Latke Reuben
By khojnicki
Ingredients
- 1 lb potatoes, peeled and shredded
- 1 onion, shredded
- 2 eggs
- 1/4 c matzo meal
- 1/4 tsp baking powder
- 1 tsp salt
- 1 tsp pepper
- 2 tbsp butter
- 1/2 lb deli style sliced corned beef
- 1/2 c well drained sauerkraut
- 2 slices swiss cheese
- 2 tbsp russian dressing
Details
Preparation time 25mins
Cooking time 45mins
Preparation
Step 1
Position racks in the upper and lower thirds of the oven; preheat broiler. Working in batches, transfer the potatoes and onion to a towel; wring out liquid and transfer to a medium bowl. Stir in the eggs, matzo meal, baking powder, salt and pepper.
In a medium ovenproof skillet, melt 1 tbsp butter over medium low heat. Spoon half of the potato mixture into the skillet. Using a spatula, flatten the mixture into a 6" disk. Cook, turning once, until golden-brown and crisp 5-7 mins. Transfer the latke to a cooling rack set inside a baking sheet. Repeat with the remaining butter and potato mixture. Keep the latkes warm on the lower oven rack.

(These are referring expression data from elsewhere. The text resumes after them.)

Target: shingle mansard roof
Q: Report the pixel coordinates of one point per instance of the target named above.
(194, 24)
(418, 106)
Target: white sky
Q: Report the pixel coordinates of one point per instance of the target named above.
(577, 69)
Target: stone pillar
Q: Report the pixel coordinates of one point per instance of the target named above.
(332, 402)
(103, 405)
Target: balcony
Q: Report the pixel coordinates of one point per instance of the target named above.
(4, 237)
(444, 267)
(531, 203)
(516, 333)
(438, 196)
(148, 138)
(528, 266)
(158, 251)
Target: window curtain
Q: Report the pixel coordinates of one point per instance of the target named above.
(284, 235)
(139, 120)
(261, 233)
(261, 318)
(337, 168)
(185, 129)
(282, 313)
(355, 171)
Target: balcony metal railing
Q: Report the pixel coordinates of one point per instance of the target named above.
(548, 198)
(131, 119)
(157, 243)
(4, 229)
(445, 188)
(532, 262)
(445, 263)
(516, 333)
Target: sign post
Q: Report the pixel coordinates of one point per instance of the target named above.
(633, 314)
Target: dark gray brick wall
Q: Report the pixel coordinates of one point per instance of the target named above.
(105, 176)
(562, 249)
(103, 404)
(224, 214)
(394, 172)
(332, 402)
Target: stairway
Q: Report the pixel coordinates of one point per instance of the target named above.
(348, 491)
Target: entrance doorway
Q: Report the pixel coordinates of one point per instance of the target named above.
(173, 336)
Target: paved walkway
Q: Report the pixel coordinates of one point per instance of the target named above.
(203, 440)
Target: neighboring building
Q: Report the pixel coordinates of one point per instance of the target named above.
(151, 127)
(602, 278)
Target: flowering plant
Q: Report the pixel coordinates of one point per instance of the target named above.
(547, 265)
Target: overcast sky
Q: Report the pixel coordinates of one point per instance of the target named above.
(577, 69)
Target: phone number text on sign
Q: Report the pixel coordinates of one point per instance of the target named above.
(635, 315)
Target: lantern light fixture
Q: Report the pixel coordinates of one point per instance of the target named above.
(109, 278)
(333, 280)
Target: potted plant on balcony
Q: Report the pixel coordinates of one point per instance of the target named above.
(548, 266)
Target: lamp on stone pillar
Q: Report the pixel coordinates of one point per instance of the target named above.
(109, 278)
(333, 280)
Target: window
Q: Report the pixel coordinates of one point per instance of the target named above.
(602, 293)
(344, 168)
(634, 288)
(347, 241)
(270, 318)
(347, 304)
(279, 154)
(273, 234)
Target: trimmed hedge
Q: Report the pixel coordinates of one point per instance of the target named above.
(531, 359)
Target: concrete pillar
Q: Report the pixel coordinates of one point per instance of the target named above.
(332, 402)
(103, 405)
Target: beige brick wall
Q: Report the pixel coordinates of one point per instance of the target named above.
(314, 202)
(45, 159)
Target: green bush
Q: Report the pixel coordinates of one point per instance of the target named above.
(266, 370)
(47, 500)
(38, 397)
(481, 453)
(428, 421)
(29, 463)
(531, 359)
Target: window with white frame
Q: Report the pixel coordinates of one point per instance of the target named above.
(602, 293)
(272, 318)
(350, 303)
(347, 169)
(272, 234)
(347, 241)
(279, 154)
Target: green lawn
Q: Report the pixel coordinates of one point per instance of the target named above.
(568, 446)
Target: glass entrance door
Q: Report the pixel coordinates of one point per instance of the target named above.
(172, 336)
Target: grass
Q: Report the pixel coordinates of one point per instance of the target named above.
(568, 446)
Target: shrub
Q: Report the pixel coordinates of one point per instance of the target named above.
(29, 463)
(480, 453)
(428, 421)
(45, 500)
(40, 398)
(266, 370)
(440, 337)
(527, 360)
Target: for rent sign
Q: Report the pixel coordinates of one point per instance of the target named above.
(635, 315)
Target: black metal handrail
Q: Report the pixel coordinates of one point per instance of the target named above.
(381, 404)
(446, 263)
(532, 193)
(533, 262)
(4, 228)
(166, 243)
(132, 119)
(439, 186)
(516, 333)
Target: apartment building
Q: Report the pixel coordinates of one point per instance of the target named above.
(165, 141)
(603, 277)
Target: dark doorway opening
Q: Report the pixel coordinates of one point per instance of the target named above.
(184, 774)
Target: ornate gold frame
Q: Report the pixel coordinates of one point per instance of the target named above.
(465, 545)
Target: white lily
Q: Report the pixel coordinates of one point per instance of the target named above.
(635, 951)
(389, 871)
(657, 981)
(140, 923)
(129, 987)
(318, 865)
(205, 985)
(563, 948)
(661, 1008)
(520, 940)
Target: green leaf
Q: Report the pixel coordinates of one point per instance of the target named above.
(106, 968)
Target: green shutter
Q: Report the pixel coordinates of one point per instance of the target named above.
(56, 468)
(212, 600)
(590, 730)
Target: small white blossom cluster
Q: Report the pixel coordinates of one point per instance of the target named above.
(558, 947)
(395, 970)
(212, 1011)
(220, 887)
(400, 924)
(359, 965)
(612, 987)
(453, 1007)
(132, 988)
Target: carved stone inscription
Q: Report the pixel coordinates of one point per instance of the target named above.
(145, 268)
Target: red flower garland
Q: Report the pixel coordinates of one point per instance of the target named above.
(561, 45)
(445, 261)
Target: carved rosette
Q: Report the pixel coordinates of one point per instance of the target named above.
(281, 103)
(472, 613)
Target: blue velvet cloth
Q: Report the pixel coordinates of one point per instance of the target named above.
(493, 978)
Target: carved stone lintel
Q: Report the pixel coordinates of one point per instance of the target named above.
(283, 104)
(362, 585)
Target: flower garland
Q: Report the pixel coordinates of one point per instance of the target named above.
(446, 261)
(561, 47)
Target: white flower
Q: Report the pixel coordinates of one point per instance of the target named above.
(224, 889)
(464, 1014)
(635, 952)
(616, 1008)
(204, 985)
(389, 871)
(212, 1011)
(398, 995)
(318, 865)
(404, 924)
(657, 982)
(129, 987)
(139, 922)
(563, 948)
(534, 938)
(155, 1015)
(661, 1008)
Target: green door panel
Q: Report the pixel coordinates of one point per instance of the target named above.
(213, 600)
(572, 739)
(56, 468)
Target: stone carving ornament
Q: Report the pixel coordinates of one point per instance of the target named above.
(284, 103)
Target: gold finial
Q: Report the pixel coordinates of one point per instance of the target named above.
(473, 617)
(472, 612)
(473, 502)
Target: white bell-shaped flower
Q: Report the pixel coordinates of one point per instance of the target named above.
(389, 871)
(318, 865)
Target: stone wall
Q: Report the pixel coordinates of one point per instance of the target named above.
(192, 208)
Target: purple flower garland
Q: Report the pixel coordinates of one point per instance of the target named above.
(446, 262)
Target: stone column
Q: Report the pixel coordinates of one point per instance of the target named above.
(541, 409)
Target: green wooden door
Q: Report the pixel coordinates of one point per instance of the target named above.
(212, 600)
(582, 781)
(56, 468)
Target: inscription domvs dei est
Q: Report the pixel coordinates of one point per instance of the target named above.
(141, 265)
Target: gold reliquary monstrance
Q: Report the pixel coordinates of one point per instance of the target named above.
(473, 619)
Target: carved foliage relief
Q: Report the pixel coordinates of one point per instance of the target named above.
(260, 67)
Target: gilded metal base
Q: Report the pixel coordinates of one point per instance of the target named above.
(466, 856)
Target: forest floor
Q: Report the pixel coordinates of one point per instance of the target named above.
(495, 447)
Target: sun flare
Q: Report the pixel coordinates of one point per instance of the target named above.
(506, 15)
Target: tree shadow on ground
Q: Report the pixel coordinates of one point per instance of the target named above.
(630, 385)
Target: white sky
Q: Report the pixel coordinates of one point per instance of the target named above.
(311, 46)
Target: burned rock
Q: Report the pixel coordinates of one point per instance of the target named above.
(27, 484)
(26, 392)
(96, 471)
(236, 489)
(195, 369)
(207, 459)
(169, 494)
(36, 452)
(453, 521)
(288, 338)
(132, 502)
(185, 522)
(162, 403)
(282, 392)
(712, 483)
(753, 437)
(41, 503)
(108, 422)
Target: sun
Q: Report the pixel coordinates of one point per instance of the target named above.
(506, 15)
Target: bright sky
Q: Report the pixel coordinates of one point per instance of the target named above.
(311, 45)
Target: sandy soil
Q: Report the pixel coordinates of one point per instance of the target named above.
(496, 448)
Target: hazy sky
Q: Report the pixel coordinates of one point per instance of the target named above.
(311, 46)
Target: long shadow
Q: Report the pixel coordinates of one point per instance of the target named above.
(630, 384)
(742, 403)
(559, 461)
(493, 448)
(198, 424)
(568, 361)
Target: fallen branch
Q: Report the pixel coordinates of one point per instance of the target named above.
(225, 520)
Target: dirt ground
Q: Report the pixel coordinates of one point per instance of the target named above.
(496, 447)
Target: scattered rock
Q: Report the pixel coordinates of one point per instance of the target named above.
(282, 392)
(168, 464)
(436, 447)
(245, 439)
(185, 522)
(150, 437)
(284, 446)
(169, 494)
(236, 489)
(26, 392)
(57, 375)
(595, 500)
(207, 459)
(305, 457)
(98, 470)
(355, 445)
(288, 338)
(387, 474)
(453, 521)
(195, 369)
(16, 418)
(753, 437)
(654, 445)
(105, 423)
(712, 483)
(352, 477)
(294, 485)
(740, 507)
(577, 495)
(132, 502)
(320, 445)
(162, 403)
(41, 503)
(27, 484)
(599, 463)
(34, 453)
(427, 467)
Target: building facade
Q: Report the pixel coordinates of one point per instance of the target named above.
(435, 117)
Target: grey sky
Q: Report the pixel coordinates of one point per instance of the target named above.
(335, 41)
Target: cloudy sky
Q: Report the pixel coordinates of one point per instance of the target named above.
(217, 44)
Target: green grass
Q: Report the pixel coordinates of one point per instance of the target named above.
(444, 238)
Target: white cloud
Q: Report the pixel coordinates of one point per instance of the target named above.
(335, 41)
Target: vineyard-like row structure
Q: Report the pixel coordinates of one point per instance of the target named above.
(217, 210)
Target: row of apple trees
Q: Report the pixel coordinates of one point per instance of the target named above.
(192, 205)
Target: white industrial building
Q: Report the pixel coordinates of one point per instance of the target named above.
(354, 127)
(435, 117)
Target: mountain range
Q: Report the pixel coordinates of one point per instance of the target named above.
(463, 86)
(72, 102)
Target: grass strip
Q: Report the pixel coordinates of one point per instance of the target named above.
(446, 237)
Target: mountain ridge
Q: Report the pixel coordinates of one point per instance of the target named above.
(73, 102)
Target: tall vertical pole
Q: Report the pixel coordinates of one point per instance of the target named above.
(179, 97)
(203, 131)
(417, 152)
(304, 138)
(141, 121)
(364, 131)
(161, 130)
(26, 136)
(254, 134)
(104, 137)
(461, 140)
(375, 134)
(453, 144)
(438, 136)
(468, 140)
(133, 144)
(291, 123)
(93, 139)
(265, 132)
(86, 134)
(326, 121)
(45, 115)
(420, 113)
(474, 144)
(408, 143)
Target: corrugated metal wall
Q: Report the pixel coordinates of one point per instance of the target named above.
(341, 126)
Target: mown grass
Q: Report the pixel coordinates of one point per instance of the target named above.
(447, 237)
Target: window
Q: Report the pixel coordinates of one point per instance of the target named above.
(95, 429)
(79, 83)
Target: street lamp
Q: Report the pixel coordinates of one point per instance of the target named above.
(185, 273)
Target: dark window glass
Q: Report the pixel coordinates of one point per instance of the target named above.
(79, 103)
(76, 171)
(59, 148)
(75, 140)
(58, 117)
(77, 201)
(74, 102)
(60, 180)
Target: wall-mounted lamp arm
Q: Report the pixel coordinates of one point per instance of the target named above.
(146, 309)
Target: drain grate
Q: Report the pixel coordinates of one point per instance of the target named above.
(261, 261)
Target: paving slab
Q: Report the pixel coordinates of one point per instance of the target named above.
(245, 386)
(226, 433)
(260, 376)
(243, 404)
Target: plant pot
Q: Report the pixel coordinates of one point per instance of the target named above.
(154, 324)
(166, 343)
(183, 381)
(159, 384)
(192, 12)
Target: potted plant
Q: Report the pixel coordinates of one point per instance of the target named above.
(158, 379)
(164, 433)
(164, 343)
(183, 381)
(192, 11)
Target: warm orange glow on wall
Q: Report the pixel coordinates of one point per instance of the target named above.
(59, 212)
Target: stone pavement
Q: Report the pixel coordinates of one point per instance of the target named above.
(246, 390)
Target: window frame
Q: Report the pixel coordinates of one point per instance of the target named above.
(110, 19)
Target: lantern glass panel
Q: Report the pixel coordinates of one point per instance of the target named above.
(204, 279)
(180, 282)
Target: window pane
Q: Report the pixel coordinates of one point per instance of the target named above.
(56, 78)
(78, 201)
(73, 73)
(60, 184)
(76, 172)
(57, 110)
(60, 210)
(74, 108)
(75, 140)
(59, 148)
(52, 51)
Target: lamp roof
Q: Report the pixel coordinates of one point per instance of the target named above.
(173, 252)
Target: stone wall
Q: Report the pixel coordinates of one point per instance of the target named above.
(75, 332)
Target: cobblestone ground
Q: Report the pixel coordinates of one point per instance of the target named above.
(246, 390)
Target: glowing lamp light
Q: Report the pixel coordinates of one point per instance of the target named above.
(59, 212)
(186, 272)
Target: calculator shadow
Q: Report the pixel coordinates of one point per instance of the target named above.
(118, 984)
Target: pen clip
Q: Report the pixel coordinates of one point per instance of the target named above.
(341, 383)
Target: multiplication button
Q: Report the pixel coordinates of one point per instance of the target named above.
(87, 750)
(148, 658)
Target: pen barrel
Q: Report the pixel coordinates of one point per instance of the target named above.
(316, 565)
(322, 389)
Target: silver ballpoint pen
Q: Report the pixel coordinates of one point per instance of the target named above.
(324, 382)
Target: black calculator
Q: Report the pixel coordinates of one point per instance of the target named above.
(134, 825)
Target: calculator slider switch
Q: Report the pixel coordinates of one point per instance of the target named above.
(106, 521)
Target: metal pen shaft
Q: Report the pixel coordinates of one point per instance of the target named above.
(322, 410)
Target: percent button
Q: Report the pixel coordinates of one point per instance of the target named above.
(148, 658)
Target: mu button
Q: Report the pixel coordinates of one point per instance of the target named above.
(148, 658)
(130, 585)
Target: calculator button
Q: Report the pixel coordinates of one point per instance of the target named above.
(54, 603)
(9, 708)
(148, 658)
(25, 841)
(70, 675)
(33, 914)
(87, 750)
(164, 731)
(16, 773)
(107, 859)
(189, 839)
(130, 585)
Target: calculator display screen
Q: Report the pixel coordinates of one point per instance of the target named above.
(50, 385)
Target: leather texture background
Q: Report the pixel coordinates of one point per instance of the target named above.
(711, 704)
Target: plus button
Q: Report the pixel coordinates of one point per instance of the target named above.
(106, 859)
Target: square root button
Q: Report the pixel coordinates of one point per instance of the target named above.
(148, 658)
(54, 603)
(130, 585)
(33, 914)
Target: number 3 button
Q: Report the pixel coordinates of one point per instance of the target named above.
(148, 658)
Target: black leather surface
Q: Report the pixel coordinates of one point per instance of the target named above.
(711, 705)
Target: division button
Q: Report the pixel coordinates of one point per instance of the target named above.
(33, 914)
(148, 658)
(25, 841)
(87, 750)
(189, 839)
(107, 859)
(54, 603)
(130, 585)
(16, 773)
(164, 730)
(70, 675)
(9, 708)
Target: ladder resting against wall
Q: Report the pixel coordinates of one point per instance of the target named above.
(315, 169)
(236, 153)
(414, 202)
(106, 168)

In the same skillet, arrange the meat in an even layer; scatter the sauerkraut on top. Cover; cook over medium until heated through, 2-3 mins. Top with the cheese; broil until melted, about 2 mins.
Spread the russian dressing on one of the latkes; top with the meat-and-cheese mixture and the other latke. Cut into quarters and serve.